I condomini possono pretendere che l'amministratore inserisca nell'ODG dell'assemblea la voce relativa alla sua revoca: in questo caso, la circostanza che l'amministratore convochi l'assemblea per il bilancio e che eventualmente il bilancio venga approvato non significa che l'amministratore debba ritenersi, per questo solo fatto, confermato automaticamente nell'incarico. In quell'assemblea potrebbe infatti raggiungersi la maggioranza necessaria per la revoca dell'amministratore (voto della maggioranza dei presenti in assemblea che rappresentino almeno 500/1000).
In ogni caso – e quindi anche in caso di assemblea senza che l'ODG contenga la voce relativa alla revoca dell'amministratore - se l'amministratore non viene revocato nell'incarico, si intende confermato e può quindi pretendere il pagamento della seconda annualità: anche se si tratta di "rinnovo tacito", pur sempre di rinnovo si tratta.
Domanda
In un condominio di sei unità ci sono solo due proprietari. Uno abita e possiede anche una seconda unità, mentre il secondo ha affittato i suoi 4 appartamenti.
In assemblea, il primo (che rappresenta 400 millesimi) chiede che sia le puliziedelle scale sia il giardino vengano affidati ad una ditta esterna. Il secondo (cherappresenta 600 millesimi) invece, d'accordo con i suoi inquilini, preferirebbe la gestione diretta sia delle pulizie che del giardino e quindi l'esecuzione di pulizie e giardinaggio da parte dei residenti a turno.
E' ipotizzabile una delibera che approvi la seconda soluzione, anche eventualmente escludendo il primo condomino dalla spesa?
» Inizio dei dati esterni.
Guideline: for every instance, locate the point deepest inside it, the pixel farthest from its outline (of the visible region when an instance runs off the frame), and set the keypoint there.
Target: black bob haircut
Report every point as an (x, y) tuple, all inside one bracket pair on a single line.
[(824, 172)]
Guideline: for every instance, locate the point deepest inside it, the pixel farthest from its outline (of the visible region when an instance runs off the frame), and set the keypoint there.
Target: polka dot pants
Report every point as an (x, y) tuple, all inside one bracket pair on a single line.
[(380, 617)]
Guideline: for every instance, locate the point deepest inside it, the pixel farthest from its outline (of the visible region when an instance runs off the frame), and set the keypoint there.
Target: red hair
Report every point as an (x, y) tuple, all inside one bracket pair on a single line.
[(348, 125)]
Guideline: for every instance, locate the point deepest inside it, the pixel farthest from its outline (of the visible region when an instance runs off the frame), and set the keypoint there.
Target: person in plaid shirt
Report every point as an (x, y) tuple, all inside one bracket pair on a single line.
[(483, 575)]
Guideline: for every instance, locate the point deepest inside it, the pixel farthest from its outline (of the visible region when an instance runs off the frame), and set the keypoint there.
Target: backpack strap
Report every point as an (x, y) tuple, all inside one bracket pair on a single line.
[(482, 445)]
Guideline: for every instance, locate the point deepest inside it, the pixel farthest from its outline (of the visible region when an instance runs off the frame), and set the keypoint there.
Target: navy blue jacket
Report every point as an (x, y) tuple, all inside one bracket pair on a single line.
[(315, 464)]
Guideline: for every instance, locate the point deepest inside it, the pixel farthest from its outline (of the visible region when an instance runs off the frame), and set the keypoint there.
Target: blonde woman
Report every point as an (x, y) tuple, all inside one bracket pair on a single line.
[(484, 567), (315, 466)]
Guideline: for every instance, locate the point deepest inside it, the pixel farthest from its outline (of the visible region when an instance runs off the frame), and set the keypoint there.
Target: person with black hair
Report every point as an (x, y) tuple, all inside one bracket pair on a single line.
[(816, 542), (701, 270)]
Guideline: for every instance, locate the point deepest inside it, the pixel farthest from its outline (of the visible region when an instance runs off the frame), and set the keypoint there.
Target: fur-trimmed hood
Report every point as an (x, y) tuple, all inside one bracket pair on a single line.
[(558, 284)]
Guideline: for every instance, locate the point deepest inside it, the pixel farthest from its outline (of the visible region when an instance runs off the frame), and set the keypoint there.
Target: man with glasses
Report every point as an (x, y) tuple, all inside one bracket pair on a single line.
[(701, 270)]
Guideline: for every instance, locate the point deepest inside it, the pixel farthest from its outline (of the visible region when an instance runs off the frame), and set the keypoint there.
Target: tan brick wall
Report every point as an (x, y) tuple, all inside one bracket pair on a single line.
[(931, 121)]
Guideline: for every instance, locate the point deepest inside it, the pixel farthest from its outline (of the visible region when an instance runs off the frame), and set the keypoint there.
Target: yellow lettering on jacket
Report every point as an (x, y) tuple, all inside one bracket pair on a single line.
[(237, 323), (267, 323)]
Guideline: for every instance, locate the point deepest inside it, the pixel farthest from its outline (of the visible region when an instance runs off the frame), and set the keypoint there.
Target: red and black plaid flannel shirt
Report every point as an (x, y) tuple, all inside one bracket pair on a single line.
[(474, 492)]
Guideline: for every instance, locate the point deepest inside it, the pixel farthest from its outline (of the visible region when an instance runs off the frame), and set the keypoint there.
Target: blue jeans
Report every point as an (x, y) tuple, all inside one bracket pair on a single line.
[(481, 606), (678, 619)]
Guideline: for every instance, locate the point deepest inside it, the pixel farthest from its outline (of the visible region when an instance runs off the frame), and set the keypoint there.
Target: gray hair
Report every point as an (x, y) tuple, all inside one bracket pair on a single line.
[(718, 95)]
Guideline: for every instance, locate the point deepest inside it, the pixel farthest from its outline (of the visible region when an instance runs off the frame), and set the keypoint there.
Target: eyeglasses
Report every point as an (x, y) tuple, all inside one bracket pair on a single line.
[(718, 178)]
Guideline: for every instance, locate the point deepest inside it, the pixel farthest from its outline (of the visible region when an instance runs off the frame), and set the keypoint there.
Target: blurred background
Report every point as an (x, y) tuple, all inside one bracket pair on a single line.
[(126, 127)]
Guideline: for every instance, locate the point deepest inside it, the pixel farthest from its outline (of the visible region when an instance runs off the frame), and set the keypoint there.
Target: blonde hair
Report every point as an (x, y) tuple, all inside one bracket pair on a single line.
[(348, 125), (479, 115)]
Risposta di Antonio Romano
La questione del condominio minimo è da tempo all'attenzione della giurisprudenza per l'obiettiva difficoltà di funzionamento delle norme relative all'organizzazione di questo particolare istituto quando i condomini sono solo due.
Nel caso in questione, in effetti, sebbene le unità immobiliari siano sei, i proprietari e quindi i condomini sono solo due. La questione è stata però decisa in modo netto dalla sentenza della Corte di Cassazione Civile, pronunciata a Sezioni Unite, n. 2046/2006
La Cassazione, in tale importante e chiarificatrice decisione, ha stabilito che al condominio minimo si applica comunque la disciplina giuridica del condominio e non quella della comunione.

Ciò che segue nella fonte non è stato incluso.